Jaarrapport sociale economie 2019

Het Departement Werk en Sociale Economie van de Vlaamse overheid publiceerde zopas het Jaarrapport sociale economie 2019.

De sociale economie omvat de maatwerkbedrijven (de vroegere beschutte en sociale werkplaatsen), de lokale diensteneconomie en de bedrijven in de arbeidszorg.
In die bedrijven werkten vorig jaar 28,741 gesubsidieerde doelgroepwerknemers, een groei met 5 procent tegenover 2018. De Vlaamse overheid keerde de sociale-economiebedrijven vorig jaar 423.1 miljoen euro subsidies uit, of gemiddeld 14,700 euro per gesubsidieerde werknemer.

In grote maatwerkbedrijven kan die subsidie, die bestaat uit een loonpremie, een begeleidingspremie en een organisatiepremie, oplopen tot meer dan 25,000 euro per jaar per werknemer.

Van de doelgroepmedewerkers in de sociale economie is 82 procent kortgeschoold, tegenover 13 procent in de algemene werkende bevolking; 17.4 procent heeft een migratieachtergrond, tegenover 7.3 procent bij de werkende bevolking; 80 procent heeft een werkloosheidsduur van meer van 12 maanden achter de rug; 70 procent wordt door de VDAB beschouwd als persoon met een arbeidshandicap.

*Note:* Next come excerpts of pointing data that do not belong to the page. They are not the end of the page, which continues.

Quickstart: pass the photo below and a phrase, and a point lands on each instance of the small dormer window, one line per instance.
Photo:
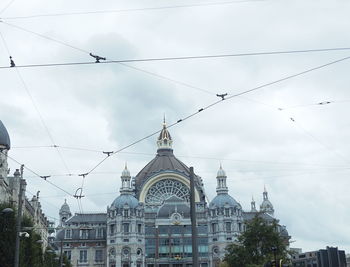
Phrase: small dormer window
(68, 233)
(126, 213)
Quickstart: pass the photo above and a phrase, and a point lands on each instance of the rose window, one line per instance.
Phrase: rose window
(165, 189)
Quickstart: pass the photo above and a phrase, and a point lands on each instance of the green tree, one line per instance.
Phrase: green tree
(255, 245)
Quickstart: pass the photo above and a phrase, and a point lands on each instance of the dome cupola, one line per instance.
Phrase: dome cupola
(253, 208)
(223, 199)
(4, 137)
(126, 198)
(266, 205)
(164, 140)
(221, 187)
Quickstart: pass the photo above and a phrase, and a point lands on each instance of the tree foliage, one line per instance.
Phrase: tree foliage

Veel doelgroepwerknemers hebben een medische, mentale, psychische of psychosociale problematiek.

Het maatwerkdecreet, dat de sector vanaf 2019 ingrijpend hervormde, had als expliciete doelstelling doelgroepwerknemers uit de sociale economie te laten doorstromen, bij voorkeur naar de reguliere economie.

Dit jaarrapport kan de eerste resultaten van die doelstelling voorleggen. In 2019 stroomden 793 doelgroepmedewerkers door naar de reguliere economie. Dat is net geen 3 procent. Het grootste deel van de doelgroepwerknemers die in 2019 gestopt is in de sociale economie, is drie maanden na uitstroom nog steeds werkloos.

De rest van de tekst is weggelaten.